Jersey City Mayor Says Bill Allowing DiFrancesco Replacement Is Unconstitutional

 

Jersey City Mayor Bret Schundler filed a lawsuit Thursday in Mercer County Superior Court challenging as unconstitutional the law passed by the Legislature Monday, which has allowed Bob Franks to enter the gubernatorial primary long after the filing deadline has passed.

“The Legislature has acted to change the rules of an election that is already underway,” Schundler said. “This is another attempt by a small number of Republican Party bosses to manipulate the election process so that they can replace one failed machine candidate on the ballot with another candidate of their choosing.

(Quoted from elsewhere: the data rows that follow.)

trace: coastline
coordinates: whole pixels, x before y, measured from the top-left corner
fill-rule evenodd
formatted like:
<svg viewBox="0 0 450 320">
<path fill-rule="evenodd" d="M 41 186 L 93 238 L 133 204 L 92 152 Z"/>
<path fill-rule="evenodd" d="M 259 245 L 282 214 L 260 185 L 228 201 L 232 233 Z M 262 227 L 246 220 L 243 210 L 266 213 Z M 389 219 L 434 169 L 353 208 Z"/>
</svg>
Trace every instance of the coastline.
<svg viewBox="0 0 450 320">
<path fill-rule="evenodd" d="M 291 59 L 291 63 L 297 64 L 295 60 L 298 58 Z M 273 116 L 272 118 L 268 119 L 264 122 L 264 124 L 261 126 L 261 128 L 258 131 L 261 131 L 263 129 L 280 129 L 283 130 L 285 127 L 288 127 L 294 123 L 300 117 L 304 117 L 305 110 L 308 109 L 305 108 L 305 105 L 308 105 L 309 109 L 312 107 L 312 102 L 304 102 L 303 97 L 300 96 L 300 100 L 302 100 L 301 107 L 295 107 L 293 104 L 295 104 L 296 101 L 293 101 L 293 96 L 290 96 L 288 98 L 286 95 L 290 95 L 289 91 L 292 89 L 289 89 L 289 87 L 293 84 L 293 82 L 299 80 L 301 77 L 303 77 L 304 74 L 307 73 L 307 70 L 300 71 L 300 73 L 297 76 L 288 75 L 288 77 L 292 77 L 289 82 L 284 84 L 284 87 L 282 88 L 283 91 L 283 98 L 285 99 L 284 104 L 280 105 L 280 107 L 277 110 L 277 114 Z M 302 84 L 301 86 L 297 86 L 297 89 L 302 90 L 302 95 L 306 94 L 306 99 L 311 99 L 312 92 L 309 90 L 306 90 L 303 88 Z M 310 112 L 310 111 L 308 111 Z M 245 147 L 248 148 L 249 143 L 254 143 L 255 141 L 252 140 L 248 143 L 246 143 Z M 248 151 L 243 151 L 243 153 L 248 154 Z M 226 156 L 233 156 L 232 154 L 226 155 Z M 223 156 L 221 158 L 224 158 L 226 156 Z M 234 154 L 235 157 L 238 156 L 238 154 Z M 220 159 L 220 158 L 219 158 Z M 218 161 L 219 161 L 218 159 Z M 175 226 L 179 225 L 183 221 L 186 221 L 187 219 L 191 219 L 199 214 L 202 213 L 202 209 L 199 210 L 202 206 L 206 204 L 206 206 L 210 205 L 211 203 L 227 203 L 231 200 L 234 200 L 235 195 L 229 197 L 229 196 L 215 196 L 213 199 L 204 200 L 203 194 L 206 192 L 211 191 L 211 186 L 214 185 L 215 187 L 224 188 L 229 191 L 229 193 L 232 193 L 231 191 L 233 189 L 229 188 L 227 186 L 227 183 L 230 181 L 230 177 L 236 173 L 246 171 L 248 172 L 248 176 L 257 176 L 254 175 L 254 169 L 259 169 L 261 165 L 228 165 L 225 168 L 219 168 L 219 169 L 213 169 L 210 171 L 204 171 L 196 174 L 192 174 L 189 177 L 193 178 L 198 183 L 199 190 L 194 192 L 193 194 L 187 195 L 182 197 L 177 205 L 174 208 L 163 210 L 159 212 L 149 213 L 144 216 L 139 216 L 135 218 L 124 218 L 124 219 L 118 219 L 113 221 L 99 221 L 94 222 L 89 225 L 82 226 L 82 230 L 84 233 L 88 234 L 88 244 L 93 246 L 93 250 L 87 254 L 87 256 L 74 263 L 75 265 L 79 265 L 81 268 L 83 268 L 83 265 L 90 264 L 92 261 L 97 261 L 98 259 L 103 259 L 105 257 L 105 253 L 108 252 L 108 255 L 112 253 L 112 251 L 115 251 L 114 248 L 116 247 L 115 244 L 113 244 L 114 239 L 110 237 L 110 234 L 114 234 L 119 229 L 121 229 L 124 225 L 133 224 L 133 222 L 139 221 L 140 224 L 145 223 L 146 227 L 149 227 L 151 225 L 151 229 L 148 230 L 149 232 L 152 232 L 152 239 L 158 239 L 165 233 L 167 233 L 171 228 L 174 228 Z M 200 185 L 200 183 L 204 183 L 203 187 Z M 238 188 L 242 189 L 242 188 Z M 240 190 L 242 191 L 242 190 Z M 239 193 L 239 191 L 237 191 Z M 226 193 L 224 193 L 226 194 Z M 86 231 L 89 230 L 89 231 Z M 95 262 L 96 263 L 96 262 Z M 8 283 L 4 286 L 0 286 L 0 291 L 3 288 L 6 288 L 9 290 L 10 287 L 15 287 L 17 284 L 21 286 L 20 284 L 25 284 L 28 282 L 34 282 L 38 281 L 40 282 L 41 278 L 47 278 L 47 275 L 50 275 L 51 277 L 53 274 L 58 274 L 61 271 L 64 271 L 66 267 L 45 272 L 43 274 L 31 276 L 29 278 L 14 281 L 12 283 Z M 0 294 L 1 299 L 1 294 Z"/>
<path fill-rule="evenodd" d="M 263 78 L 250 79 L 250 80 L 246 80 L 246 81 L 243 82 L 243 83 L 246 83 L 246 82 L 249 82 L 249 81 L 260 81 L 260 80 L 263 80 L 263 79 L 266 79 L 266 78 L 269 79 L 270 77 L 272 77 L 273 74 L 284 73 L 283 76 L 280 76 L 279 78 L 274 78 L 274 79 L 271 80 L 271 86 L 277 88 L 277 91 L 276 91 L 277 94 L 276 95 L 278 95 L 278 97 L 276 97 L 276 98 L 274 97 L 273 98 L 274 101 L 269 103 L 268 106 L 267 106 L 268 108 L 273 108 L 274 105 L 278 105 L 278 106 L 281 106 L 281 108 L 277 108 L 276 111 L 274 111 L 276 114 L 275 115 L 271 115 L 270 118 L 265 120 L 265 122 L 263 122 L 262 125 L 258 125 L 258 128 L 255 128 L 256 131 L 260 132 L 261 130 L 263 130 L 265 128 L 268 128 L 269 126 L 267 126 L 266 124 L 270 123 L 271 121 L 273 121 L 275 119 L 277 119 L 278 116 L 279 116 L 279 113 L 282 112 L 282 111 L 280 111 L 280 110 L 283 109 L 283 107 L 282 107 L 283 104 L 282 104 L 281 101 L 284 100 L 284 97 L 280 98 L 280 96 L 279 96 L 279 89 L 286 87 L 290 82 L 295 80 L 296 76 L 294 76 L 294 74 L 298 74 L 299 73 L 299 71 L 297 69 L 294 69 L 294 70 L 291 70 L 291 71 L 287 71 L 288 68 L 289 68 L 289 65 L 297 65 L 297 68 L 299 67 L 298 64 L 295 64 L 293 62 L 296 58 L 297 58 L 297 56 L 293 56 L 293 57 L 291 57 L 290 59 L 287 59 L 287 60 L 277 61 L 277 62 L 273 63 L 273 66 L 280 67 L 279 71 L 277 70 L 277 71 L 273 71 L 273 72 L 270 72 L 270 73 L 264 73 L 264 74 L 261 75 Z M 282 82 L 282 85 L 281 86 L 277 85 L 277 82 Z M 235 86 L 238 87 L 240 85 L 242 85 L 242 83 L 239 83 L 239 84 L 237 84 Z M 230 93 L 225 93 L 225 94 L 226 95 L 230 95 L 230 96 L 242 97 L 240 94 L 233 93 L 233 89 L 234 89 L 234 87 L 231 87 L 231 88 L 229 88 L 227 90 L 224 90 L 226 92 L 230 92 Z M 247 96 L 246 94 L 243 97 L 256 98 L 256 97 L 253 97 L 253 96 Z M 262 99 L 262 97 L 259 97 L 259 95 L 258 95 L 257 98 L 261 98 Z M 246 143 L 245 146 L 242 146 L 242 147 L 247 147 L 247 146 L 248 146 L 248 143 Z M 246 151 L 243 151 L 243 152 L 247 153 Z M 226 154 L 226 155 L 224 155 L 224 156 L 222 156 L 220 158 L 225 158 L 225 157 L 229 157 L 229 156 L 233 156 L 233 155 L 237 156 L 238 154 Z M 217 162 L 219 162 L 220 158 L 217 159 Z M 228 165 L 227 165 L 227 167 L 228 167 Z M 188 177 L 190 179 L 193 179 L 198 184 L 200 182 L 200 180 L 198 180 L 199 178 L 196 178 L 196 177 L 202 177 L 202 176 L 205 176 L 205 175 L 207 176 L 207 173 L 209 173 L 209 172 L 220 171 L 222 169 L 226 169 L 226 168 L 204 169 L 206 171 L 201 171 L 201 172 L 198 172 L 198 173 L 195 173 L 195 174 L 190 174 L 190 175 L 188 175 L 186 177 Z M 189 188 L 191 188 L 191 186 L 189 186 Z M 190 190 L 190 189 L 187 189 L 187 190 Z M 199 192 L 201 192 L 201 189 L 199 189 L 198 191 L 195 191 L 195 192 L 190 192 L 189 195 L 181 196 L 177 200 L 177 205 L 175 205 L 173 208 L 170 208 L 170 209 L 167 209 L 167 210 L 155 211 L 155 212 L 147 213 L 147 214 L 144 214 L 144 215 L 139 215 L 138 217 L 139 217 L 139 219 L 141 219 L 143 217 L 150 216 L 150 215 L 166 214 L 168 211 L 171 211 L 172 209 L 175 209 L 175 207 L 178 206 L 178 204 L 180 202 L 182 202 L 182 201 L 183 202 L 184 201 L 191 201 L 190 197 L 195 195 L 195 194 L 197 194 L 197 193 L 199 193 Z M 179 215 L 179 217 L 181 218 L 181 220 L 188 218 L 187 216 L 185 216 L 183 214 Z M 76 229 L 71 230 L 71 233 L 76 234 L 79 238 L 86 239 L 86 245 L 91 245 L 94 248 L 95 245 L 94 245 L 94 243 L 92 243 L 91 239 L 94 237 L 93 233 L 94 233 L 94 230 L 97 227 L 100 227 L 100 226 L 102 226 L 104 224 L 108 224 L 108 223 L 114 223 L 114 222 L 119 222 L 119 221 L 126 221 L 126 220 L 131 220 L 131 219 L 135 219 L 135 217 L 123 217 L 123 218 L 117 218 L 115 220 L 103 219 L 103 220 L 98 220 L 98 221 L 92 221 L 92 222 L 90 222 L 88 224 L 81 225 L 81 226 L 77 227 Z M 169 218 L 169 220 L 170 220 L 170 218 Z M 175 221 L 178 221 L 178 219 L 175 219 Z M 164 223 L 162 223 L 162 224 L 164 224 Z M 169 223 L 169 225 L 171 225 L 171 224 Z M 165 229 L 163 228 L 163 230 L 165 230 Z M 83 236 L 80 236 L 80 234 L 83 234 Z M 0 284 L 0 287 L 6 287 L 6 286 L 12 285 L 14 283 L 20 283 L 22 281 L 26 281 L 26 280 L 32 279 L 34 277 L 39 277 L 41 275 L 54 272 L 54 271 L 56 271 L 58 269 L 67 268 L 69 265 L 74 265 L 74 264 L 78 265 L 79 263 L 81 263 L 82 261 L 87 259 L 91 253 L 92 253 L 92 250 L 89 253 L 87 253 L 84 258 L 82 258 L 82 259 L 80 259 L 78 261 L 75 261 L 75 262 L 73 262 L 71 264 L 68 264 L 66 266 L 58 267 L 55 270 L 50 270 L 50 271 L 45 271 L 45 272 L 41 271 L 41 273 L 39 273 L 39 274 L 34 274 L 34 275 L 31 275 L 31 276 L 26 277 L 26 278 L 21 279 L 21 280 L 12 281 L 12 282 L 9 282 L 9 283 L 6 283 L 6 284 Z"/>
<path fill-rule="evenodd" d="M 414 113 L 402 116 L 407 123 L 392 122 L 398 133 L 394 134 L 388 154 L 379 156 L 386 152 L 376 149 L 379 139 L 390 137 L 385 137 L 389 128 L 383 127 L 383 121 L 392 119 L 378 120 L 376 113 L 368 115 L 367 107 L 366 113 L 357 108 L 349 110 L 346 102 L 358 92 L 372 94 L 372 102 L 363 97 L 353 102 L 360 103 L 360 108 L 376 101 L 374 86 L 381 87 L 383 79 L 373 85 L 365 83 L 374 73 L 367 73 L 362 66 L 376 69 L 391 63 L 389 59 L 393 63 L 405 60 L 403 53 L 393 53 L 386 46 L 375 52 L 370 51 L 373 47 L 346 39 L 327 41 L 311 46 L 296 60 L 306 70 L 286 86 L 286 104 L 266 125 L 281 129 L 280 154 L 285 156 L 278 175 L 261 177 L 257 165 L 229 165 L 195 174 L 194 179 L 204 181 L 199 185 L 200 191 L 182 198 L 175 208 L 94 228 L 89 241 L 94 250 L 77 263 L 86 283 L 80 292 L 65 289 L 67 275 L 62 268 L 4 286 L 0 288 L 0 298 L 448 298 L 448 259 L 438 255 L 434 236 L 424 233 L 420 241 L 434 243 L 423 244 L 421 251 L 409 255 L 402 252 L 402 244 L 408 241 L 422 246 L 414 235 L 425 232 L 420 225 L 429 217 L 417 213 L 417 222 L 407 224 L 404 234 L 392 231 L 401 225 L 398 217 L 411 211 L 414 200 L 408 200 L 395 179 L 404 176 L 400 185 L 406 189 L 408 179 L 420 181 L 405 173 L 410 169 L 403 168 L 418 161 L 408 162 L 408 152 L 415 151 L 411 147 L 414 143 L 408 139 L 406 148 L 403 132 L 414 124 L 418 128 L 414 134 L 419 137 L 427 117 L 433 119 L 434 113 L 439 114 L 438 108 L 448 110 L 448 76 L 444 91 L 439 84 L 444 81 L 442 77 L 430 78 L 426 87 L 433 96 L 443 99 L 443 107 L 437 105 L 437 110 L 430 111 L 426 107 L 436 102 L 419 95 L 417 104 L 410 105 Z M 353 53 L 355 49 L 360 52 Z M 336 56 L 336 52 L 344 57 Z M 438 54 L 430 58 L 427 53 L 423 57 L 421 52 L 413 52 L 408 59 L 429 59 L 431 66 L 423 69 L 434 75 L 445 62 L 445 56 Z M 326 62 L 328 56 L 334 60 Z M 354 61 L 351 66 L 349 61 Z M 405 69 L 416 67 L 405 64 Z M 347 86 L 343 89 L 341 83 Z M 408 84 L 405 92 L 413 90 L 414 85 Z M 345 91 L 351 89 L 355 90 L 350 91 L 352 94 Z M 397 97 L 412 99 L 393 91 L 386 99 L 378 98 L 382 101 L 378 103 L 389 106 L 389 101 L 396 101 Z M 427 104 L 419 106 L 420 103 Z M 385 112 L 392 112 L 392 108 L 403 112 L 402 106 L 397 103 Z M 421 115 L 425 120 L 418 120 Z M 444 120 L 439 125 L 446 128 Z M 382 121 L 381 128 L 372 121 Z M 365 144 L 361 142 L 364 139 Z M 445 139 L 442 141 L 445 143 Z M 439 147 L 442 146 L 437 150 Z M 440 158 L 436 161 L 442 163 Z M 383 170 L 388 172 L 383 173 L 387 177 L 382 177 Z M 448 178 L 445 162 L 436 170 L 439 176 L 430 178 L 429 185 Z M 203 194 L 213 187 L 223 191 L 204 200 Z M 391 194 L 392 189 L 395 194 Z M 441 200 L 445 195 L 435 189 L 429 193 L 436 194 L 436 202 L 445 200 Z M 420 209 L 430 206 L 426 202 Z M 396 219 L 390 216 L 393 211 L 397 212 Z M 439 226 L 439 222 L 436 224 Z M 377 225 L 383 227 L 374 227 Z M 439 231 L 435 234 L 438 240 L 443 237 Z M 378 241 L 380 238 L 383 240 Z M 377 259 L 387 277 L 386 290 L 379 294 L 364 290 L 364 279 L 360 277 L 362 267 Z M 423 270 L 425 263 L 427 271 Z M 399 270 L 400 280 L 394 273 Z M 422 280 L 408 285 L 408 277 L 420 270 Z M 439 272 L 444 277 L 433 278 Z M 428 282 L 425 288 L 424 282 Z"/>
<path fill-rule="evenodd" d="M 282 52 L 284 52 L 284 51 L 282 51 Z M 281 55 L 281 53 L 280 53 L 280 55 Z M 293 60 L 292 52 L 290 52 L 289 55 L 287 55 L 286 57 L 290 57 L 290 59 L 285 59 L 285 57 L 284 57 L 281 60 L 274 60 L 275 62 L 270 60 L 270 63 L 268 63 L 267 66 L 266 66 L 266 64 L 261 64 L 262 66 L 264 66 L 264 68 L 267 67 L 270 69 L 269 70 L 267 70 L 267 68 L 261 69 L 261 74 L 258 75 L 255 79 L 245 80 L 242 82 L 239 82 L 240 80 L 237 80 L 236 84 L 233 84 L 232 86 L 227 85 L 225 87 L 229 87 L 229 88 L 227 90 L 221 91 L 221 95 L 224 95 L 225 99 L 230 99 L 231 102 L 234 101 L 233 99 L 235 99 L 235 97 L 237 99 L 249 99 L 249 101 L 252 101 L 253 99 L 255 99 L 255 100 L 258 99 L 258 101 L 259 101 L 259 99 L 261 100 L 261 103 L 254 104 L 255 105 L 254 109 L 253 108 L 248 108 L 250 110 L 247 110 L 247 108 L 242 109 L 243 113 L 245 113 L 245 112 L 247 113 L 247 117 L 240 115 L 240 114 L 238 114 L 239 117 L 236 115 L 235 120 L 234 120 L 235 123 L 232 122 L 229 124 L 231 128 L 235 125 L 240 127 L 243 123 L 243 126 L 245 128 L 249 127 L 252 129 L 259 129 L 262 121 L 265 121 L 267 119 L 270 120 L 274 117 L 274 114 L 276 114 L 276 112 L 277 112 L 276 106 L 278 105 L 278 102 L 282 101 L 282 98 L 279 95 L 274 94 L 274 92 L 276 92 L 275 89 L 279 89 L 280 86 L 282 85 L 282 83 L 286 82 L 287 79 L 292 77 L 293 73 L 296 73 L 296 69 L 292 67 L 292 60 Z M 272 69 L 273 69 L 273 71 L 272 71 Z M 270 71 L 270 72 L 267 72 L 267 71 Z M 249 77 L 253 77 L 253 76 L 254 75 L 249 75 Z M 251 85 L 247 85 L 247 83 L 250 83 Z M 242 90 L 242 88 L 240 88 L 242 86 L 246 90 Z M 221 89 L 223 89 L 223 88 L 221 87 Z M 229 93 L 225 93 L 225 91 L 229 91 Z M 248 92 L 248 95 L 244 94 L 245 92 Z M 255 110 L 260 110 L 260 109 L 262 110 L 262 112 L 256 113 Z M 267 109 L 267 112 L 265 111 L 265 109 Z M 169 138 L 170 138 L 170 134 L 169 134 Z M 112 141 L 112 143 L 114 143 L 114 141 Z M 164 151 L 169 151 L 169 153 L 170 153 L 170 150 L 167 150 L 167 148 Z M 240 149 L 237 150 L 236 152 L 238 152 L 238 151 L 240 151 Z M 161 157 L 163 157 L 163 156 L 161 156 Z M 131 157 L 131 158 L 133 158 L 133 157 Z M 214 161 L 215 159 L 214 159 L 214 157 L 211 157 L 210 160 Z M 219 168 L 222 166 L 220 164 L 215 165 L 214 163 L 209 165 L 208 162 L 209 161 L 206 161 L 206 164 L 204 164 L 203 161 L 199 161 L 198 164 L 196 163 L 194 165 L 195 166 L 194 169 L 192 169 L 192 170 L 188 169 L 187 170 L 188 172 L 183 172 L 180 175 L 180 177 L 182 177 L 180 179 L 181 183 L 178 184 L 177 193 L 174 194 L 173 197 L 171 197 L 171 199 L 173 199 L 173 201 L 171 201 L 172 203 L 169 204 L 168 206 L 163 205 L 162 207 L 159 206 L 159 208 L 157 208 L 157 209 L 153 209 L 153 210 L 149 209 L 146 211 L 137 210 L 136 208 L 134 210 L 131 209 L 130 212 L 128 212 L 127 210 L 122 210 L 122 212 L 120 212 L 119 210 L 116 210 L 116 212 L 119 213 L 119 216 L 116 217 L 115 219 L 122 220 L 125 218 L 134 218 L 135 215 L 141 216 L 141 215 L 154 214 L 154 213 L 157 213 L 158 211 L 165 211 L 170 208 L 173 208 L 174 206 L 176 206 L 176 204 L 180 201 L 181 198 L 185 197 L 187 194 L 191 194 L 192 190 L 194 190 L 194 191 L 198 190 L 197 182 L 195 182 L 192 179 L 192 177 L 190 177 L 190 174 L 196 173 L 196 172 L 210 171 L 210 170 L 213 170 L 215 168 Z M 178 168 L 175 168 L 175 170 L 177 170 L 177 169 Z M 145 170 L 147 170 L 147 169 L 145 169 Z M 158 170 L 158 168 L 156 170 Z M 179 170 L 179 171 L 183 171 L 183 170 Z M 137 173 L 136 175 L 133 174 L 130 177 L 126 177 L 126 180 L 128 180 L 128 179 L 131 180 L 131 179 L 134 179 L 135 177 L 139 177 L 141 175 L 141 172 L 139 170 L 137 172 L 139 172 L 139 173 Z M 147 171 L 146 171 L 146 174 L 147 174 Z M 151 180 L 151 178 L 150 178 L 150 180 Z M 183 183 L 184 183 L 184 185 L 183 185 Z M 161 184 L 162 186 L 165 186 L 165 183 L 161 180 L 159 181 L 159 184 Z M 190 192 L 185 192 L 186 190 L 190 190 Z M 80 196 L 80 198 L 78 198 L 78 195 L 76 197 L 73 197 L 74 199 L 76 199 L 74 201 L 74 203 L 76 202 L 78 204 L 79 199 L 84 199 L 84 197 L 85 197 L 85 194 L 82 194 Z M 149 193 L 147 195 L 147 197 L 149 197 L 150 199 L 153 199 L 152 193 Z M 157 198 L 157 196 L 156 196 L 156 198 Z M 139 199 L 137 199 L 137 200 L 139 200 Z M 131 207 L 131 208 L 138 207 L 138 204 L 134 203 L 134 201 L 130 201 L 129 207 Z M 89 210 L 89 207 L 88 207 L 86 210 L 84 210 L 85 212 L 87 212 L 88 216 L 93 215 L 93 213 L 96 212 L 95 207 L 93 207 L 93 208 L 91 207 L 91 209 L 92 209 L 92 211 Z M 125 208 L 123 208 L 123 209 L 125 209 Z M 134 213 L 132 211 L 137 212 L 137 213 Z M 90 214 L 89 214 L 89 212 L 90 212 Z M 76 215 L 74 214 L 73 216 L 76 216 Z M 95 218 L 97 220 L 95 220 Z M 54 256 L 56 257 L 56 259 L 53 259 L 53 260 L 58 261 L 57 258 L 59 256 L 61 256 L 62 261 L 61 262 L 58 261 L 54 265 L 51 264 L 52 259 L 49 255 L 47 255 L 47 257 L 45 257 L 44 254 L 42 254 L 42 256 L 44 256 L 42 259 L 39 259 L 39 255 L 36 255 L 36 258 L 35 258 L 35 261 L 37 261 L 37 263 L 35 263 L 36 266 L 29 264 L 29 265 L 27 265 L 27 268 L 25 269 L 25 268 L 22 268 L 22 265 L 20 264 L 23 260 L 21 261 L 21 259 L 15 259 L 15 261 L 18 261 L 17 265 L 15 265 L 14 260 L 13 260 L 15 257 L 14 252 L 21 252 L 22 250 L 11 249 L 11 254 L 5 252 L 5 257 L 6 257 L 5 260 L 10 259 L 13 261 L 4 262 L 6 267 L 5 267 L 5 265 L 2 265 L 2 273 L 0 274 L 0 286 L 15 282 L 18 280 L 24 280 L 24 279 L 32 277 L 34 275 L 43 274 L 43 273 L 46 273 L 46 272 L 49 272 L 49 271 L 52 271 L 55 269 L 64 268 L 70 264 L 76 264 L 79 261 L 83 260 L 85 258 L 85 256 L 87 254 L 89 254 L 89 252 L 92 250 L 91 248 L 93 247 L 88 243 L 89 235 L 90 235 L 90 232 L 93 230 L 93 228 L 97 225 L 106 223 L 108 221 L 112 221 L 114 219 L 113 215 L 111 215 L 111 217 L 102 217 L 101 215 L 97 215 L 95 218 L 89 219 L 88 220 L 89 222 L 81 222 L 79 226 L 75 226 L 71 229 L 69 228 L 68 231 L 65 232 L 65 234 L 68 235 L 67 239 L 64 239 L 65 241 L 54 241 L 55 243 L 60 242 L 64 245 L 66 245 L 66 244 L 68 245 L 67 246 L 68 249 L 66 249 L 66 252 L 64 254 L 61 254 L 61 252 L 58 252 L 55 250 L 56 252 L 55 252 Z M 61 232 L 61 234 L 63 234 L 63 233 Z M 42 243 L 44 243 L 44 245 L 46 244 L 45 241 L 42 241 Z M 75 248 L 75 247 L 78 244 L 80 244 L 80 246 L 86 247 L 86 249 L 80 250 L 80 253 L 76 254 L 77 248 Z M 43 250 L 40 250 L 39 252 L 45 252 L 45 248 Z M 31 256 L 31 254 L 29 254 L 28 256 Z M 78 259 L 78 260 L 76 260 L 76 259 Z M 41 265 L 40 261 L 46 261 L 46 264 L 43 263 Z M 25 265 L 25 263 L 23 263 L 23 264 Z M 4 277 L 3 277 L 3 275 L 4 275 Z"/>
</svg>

They are attempting a tag-team approach where one candidate fails, so another is allowed to make a last minute entry into the race and is given large amounts of public financing in order to give them an advantage over the already declared candidates.”

The lawsuit states that because the legislation in question was crafted todeal with issues surround legislative redistricting, there was no need forany changes to the gubernatorial process.

“The gubernatorial campaign is a statewide race and redistricting did notchange the boundaries of the state of New Jersey,” Schundler said. “This would set a precedent where anytime a party in power is losing an election, they could pass a bill delaying the election date and allowing a replacement candidate to enter the race.”

The filing deadline for gubernatorial candidates passed on April 12, and the authority of the so-called committee on vacancies had expired last Wednesday, April 18 – prior to this bill being approved and signed into law by Don DiFrancesco. Therefore, as of last Thursday the field was set with DiFrancesco and Schundler being the only two candidates in the Republican primary. Five days later a bill was passed specifically allowing a new candidate to enter the race.

The lawsuit states that, “This provision of the Bill is in direct contravention to N.J.S.A. 19:23-12, which had required that a certificate of nomination to fill a vacancy be filed no later than forty-eight days prior to the primary election, provisions set for June 5, 2001, i.e. by April 18, 2001 deadline.”

Also requested as part of the legal action is a temporary restraint preventing county clerks and the Secretary of State from accepting or certifying any additional candidates in the primary election prior to resolution of this lawsuit.